Propozycja obniżania całego budżetu UE nie ułatwia znalezienia właściwej równowagi politycznej między interesami poszczególnych państw, ale jest konsekwencją stanowiska tych krajów, które odmawiają wyraźnie wyższych wpłat do budżetu UE, szczególnie Holandii, Austrii, Danii i Szwecji. To zawęża pole manewru przewodniczącego Michela. Polska jest otwarta na rozmowę o wyższych składkach oraz o nowych środkach własnych UE. Ale tu potrzebna jest jednomyślność, a tej gotowości nie mamy w wielu innych stolicach.
Nowa propozycja zakłada przesunięcie w ramach budżetu części pieniędzy na regiony biedniejsze. Te pieniądze trafią do Polski? Dostaniemy na spójność więcej niż 64 mld euro, które proponuje KE?
Dostaniemy więcej niż chciała KE. Polska od początku tych negocjacji poprawia swoją pozycję budżetową na tle wstępnych niezrównoważonych propozycji KE. Na dziś poprawiliśmy naszą pozycję w polityce spójności o ponad 3 mld euro. Będziemy największym beneficjentem wśród wszystkich państw UE.
W polityce rolnej zaś będzie więcej o przynajmniej 5 mld euro. Poza tym dalej będziemy zabiegać o poprawę wsparcia w tym obszarze. Szczególnie jeśli chodzi o ścieżkę dojścia do wyrównania dopłat bezpośrednich dla polskich rolników do unijnej średniej.
Fundusz Sprawiedliwej Transformacji to będą pieniądze nowe czy przesunięte z funduszy strukturalnych?
Mamy nowe pieniądze i instrumenty wsparcia w Mechanizmie Sprawiedliwej Transformacji na politykę klimatyczną. To kolejne 2 mld euro transferów i razem ok. 27 mld euro innych form wsparcia. Polska będzie największym beneficjentem także w zakresie wsparcia UE dla transformacji klimatycznej.
Co jest czerwoną linią dla Warszawy?

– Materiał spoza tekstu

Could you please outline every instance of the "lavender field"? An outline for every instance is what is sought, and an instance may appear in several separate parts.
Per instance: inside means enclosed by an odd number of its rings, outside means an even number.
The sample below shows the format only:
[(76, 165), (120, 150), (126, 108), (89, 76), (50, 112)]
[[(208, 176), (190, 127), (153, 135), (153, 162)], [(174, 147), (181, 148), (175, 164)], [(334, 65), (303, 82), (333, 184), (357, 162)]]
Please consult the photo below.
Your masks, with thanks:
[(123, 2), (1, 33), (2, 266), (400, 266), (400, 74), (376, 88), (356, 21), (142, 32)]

O co rząd powalczy na szczycie 20 lutego?
Od początku tych negocjacji naszym celem jest uzyskanie lepszej równowagi politycznej między nowymi politykami UE w obszarze obronności czy innowacji a polityką rolną i spójności. Rozumiemy, że z powodu wzrostu gospodarczego w Polsce oraz z powodu utraty brytyjskiej składki – ponad 80 mld euro – budżet UE będzie mniejszy. To obiektywne czynniki. Ale potrzebna jest równowaga. O tym będzie rozmawiał premier Morawiecki na zbliżającym się szczycie z liderami państw UE.
Możliwe jest uzyskanie porozumienia w czwartek?
Biorąc pod uwagę bardzo ograniczony mandat polityczny wielu państw członkowskich, wyraźną presję na ograniczenie budżetu, mamy do czynienia z historycznie najtrudniejszymi negocjacjami budżetowymi w UE. Wątpię, byśmy pokonali kluczowe rozbieżności już w czwartek.